Comme déjà souligné par de nombreux spécialistes de l’énergie, la fermeture de nos centrales nucléaires ne pourra s’envisager sans le secours de centrales thermiques fossiles (gaz). Il en résultera immanquablement une augmentation de nos émissions de CO2 estimée à 43,3% par le Bureau du Plan

Prétendre que le secours de batteries résoudra le problème de l’intermittence relève de la pensée magique. Ceux qui défendent la poursuite de notre politique de transition énergétique actuelle doivent être conscients de la responsabilité qu’ils prennent en matière de réchauffement climatique et des conséquences qui en découlent pour la biodiversité et notre qualité de vie sur terre.

Ing. Francis Beck

En complément : https://www.dropbox.com/s/mluhqts23myzc4p/210605%20-%20Eolien%20inutile%20co%C3%BBteux%20et%20polluant.pdf?dl=0

Si vous souhaitez approfondir vos réflexions sur le stockage, je vous propose de visionner cette vidéo de 16 minutes de la chaîne YouTube "Ecologie rationnelle" qui a le mérite de classer les différentes techniques en fonction de la durée de stockage nécessaire.

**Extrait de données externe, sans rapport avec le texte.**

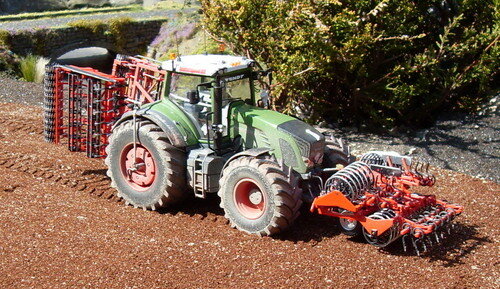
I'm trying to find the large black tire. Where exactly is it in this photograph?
[218,157,302,236]
[323,138,354,168]
[106,120,186,210]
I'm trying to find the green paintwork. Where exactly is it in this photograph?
[150,65,307,173]
[144,98,201,146]
[228,102,307,173]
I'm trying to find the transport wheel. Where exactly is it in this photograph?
[218,157,302,236]
[106,120,186,210]
[323,138,354,168]
[337,209,363,237]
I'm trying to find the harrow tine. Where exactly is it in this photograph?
[425,236,433,247]
[420,241,427,253]
[411,238,420,257]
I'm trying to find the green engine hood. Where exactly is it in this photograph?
[229,102,325,173]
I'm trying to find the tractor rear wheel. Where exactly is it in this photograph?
[106,120,186,210]
[218,156,302,236]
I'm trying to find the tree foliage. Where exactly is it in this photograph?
[201,0,499,127]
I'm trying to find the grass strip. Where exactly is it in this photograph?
[0,5,142,22]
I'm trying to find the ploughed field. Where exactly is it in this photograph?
[0,103,500,288]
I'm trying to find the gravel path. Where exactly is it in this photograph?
[0,76,500,183]
[0,102,500,288]
[0,8,194,31]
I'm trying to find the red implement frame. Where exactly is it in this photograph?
[311,162,463,252]
[45,56,166,158]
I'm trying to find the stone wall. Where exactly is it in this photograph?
[0,0,142,15]
[8,19,165,59]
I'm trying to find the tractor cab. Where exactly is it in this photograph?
[162,55,262,150]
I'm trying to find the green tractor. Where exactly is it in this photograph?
[45,55,350,236]
[44,55,463,254]
[44,55,463,254]
[106,55,349,236]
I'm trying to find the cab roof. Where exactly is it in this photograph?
[161,54,254,76]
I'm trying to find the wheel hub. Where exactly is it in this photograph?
[248,189,262,205]
[233,178,267,220]
[120,144,156,191]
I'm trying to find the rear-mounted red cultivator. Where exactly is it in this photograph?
[311,152,463,255]
[44,56,165,158]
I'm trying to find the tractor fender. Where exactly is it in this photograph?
[113,109,187,148]
[221,148,272,174]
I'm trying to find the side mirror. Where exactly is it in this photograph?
[186,90,200,104]
[259,89,270,108]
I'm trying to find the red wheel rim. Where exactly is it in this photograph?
[120,144,156,191]
[233,179,267,220]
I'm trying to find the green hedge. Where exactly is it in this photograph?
[202,0,499,128]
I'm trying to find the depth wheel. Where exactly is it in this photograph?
[362,227,399,248]
[337,209,363,237]
[218,157,302,236]
[106,120,186,210]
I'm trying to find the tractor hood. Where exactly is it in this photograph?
[278,119,325,163]
[231,103,325,173]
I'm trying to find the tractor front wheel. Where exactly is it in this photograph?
[106,120,186,210]
[218,157,302,236]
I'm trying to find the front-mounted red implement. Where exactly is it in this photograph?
[44,56,165,158]
[311,152,463,255]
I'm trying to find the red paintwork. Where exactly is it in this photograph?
[233,178,267,220]
[48,57,165,158]
[311,164,463,238]
[120,144,157,191]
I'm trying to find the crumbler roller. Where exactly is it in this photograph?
[311,152,463,255]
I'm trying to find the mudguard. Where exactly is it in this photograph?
[113,108,187,148]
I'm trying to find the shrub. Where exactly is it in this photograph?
[201,0,499,127]
[0,45,19,74]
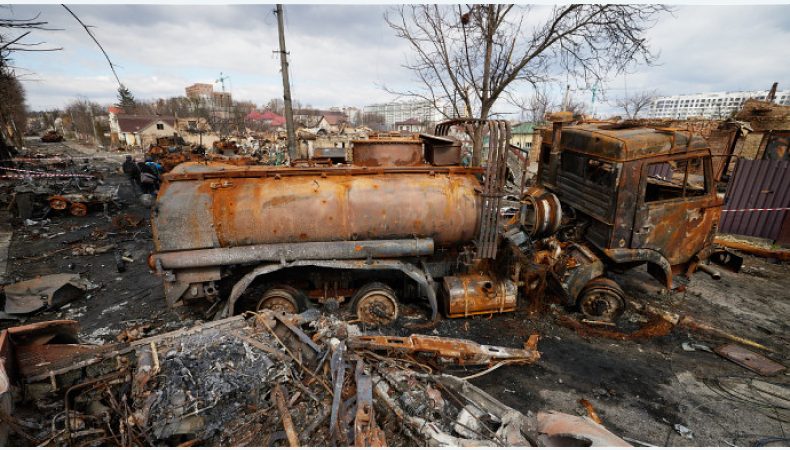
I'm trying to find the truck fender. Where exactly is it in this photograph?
[603,248,672,289]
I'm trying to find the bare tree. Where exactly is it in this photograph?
[510,85,556,124]
[615,91,658,119]
[385,4,668,163]
[564,98,590,119]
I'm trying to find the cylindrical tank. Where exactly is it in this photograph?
[153,163,481,252]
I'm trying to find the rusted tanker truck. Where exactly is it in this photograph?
[149,119,720,324]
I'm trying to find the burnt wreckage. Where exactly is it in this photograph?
[149,113,722,324]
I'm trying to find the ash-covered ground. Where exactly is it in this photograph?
[0,141,790,446]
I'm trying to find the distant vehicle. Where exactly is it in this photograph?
[41,130,63,142]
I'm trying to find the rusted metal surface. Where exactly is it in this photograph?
[420,134,461,166]
[148,239,434,269]
[272,383,299,447]
[223,259,439,322]
[347,334,540,365]
[763,131,790,161]
[539,123,722,286]
[719,159,790,243]
[622,153,722,266]
[0,330,11,447]
[152,163,481,251]
[713,344,786,377]
[351,138,423,167]
[354,361,387,447]
[442,274,518,318]
[538,411,631,447]
[313,147,348,163]
[543,124,709,162]
[520,186,562,239]
[435,119,511,259]
[579,398,603,424]
[714,236,790,262]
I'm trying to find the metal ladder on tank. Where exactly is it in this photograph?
[435,119,511,259]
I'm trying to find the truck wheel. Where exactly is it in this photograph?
[69,202,88,217]
[579,277,625,322]
[49,195,69,211]
[351,283,398,325]
[255,286,304,314]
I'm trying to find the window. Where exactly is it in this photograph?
[560,152,618,190]
[645,158,708,203]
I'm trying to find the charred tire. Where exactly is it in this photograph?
[49,195,69,211]
[69,202,88,217]
[578,277,625,322]
[255,286,307,314]
[351,282,400,326]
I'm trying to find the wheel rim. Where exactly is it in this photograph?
[256,289,299,314]
[357,290,398,325]
[70,203,88,217]
[579,288,625,322]
[49,197,68,211]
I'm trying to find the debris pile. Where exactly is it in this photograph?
[2,310,627,446]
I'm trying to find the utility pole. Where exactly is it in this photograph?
[275,3,299,162]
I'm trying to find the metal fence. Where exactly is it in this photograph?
[719,159,790,244]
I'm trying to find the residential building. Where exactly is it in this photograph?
[363,101,453,129]
[110,109,177,147]
[184,83,233,121]
[646,90,790,119]
[395,117,425,133]
[184,83,214,101]
[246,111,285,128]
[510,122,535,151]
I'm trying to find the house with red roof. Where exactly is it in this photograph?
[246,110,285,128]
[108,107,177,147]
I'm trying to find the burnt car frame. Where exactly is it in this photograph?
[538,121,723,289]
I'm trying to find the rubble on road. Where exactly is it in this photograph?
[3,273,92,314]
[0,310,628,446]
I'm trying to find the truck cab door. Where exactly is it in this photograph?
[631,155,722,266]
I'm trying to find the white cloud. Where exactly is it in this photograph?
[7,5,790,113]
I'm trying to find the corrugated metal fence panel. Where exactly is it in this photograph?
[719,159,790,240]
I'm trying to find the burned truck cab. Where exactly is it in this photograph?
[538,120,723,289]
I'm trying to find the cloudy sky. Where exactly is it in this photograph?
[6,5,790,115]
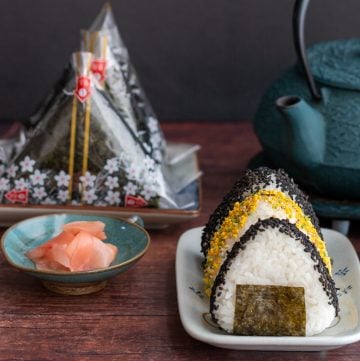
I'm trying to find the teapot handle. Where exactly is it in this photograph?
[293,0,322,101]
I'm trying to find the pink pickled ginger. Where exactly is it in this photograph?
[26,221,118,272]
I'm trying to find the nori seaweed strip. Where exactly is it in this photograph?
[97,89,151,156]
[210,218,340,330]
[201,167,323,257]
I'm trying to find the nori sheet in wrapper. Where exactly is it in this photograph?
[233,285,306,336]
[86,3,165,162]
[24,3,166,163]
[0,52,177,208]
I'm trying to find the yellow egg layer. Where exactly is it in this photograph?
[204,190,331,296]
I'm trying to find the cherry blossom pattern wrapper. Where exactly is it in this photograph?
[0,52,177,208]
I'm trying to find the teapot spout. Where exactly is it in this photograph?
[276,96,326,167]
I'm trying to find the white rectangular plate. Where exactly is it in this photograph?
[176,227,360,351]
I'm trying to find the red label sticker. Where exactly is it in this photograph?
[5,189,29,204]
[75,75,91,103]
[125,194,148,208]
[91,59,106,82]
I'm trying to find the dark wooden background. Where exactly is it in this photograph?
[0,0,360,121]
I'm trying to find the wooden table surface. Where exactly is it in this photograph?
[0,122,360,361]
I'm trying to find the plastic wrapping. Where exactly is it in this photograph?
[0,4,201,210]
[0,52,179,208]
[81,4,165,162]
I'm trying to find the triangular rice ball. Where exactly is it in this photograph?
[201,167,321,256]
[203,189,331,295]
[86,3,165,162]
[1,52,176,208]
[210,218,339,336]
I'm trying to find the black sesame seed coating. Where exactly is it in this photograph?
[201,167,323,257]
[210,218,339,330]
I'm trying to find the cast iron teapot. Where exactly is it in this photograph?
[254,0,360,199]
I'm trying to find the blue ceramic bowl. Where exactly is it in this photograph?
[1,214,150,295]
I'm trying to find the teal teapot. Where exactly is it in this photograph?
[254,0,360,199]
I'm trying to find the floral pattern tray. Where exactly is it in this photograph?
[0,143,201,228]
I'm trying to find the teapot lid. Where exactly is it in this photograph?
[308,39,360,90]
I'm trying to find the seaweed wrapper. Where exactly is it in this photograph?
[234,285,306,336]
[86,3,166,162]
[0,52,177,208]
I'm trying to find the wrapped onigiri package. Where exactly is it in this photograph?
[0,52,179,208]
[86,3,165,162]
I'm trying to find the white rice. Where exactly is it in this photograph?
[213,227,335,336]
[221,200,297,268]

EP 06: Stockage + Éolien & Solaire peuvent-ils remplacer le nucléaire

On y comprend notamment que le stockage sur batterie est indispensable pour stabiliser un réseau EnR, et pour cette fonction le besoin est d'une heure de stockage.  Rien à voir donc avec le problème de l'intermittence qui est jusqu'à présent résolu dans le meilleur des cas en brûlant du gaz (mais aussi du fuel ou du charbon ou lignite en Allemagne).